JIIT

Academic Experts

Dr. Bajrang Bansal

ASSISTANT PROFESSOR (SENIOR GRADE)

bajrang.bansal@jiit.ac.in

Biography

Dr. Bajrang Bansal is currently serving as an Assistant Professor in the Department of Electronics and Communication Engineering, Jaypee Institute of Information Technology (JIIT), Noida, Uttar Pradesh, India. He received the B.E. degree in Electronics and Communication Engineering from the Institute of Technology and Management, Gurugram, India, in 2005, the M.Tech. degree in VLSI Design and CAD from Thapar University, Punjab, India, in 2008, and the Ph.D. degree in Wireless Communication from Delhi Technological University, Delhi, India, in 2017. With over 12 years of teaching experience and 1 year in the industry, Dr. Bansal has been actively engaged in academic instruction, research, and program coordination. His expertise lies in wireless communication systems, with research interests in areas such as IRS-assisted communication, physical layer security, UWB communication, etc. Dr. Bansal has taken on several key leadership roles at JIIT, serving as Coordinator – Pre-Engineering Program, Coordinator – AICTE IDEA Lab, Member – High-End Emerging Technology Centre (ETC) and OBE Module Coordinator. He is also working in active collaboration with the Indian Institute of Science (IISc), Bangalore, fostering research partnerships to advance developments in wireless communication.

Research Highlights

Dr. Bajrang Bansal’s research focuses on Physical Layer Security, Intelligent Reflecting Surface (IRS)-assisted communication, Wireless Channel Modeling, and Ultra-Wideband (UWB) communication, aimed at advancing the design of secure, efficient, and reliable next-generation wireless networks. His key contributions include a comprehensive survey on reconfigurable intelligent surfaces for enhancing physical layer security, the development of an active IRS-based approach to mitigate the double fading effect, and an IRS-aided convex optimization-based beamforming solution for secure communication in multi-user, multi-eavesdropper NLoS MISO networks. In the domain of UWB communication, Dr. Bansal has introduced novel time-domain analytical models for wave transmission through low-loss dielectric obstacles, multilayer wall structures, and complex 3-D environments, along with heuristic and UTD-based diffraction models for lossy wedges and buildings. These innovations provide accurate performance evaluation tools and enable robust system design under realistic propagation scenarios.

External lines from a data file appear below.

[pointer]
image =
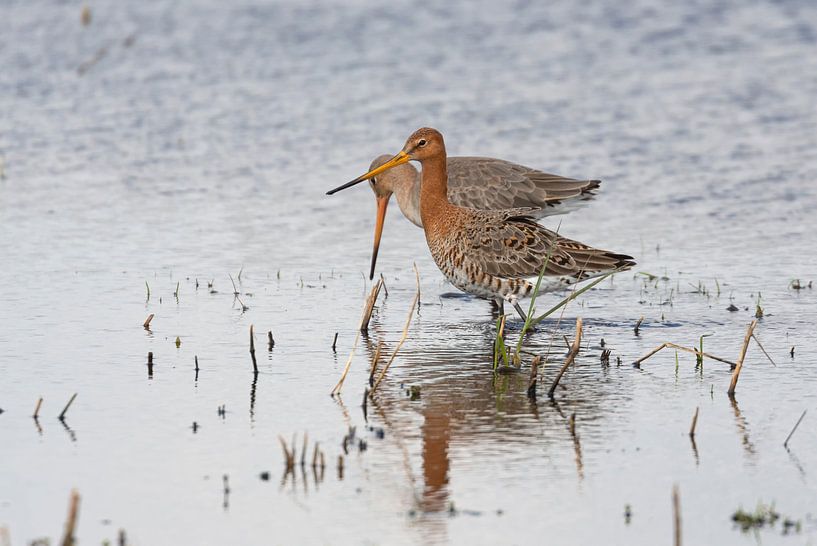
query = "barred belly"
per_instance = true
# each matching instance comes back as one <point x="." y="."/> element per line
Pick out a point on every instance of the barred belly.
<point x="470" y="278"/>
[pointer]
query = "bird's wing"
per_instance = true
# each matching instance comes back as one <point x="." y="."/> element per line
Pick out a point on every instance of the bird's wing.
<point x="493" y="184"/>
<point x="508" y="245"/>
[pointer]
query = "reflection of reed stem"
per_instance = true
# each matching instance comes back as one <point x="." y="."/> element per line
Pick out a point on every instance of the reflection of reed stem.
<point x="676" y="513"/>
<point x="574" y="350"/>
<point x="402" y="338"/>
<point x="739" y="366"/>
<point x="71" y="522"/>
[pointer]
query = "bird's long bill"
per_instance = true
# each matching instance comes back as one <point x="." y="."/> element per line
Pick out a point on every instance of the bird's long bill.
<point x="399" y="159"/>
<point x="382" y="203"/>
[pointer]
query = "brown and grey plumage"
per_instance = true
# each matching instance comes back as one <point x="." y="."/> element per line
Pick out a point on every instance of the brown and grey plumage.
<point x="486" y="183"/>
<point x="480" y="183"/>
<point x="492" y="254"/>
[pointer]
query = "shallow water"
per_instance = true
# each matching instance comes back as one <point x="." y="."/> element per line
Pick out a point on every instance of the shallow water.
<point x="171" y="144"/>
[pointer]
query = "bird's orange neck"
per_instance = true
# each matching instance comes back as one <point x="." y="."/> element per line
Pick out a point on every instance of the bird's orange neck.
<point x="434" y="191"/>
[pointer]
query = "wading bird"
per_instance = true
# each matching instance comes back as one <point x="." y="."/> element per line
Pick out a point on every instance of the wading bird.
<point x="493" y="254"/>
<point x="482" y="183"/>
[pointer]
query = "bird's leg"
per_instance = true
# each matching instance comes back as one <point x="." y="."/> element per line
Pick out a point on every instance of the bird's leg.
<point x="498" y="306"/>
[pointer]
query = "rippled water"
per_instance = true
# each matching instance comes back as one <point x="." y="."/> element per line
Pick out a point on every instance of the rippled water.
<point x="171" y="143"/>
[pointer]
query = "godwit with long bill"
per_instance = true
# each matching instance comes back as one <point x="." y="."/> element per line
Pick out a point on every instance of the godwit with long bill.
<point x="482" y="183"/>
<point x="493" y="254"/>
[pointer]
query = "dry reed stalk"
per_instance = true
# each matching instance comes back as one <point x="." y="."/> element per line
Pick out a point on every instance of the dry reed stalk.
<point x="367" y="315"/>
<point x="694" y="423"/>
<point x="571" y="356"/>
<point x="68" y="405"/>
<point x="375" y="360"/>
<point x="402" y="337"/>
<point x="315" y="456"/>
<point x="252" y="349"/>
<point x="370" y="301"/>
<point x="739" y="366"/>
<point x="764" y="350"/>
<point x="71" y="523"/>
<point x="676" y="516"/>
<point x="696" y="352"/>
<point x="289" y="456"/>
<point x="534" y="370"/>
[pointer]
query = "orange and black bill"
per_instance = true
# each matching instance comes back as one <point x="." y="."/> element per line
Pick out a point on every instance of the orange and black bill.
<point x="382" y="203"/>
<point x="399" y="159"/>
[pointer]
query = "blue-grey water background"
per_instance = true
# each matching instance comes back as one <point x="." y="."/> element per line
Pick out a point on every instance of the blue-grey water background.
<point x="176" y="142"/>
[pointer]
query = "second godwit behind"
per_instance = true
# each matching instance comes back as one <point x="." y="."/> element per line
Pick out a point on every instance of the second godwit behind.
<point x="496" y="255"/>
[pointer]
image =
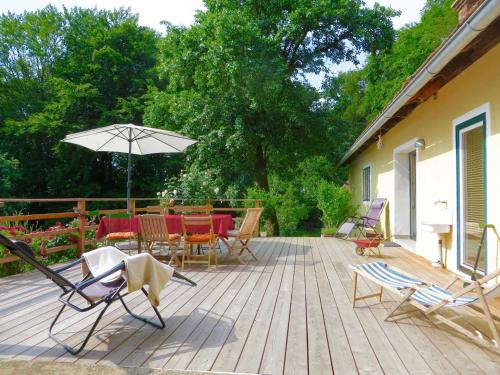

His research finds applications in secure 5G/6G communication, smart and reconfigurable wireless environments, high-precision localization, and resilient communication systems for urban, indoor, vehicular, and industrial use cases. Collaborating with the Indian Institute of Science (IISc), Bangalore, Dr. Bansal’s work significantly impacts industry by improving network security, spectral efficiency, and energy utilization, while enriching academia through theoretical advancements, impactful publications, and the mentoring of future wireless technology experts.

Areas Of Interest

1. IRS-assisted wireless communication
2. Physical layer security in wireless communication
3. Wireless Channel Modeling
4. UWB Technology
5. Performance analysis of Fading Channel

Publications

R. Kaur, B. Bansal and S. Majhi, “Compensation of Double Fading Effect via Active RIS to Improve the System Performance,” in IEEE Transactions on Vehicular Technology, 2025, doi: 10.1109/TVT.2025.3585569.
R. Kaur and B. Bansal, “An IRS-aided convex optimization-based beamforming solution for secure communication in multi-user and multi-eavesdropper NLoS MISO networks,” Sādhanā – Academy Proceedings in Engineering Sciences, Springer, vol. 50, no. 211, pp. 1–17, 2025.
R. Kaur, B. Bansal, S. Majhi, S. Jain, C. Huang, C. Yuen, “A Survey on Reconfigurable Intelligent Surface for Physical Layer Security of Next-Generation Wireless Communications,” IEEE Open Journal of Vehicular Technology, vol. 5, pp. 172–179, 2024.
B. Bansal, “A New UTD Based Time-Domain Solution for UWB Diffraction in 3-D Environments,” Wireless Personal Communications, vol. 118, no. 4, pp. 2365–2382, 2021.
P. Tewari, S. Soni, and B. Bansal, “Time-domain solution for transmitted field through low-loss dielectric obstacles in a microcellular and indoor scenario for UWB signals,” IEEE Transactions on Vehicular Technology, vol. 64, no. 2, pp. 541–552, May 2014.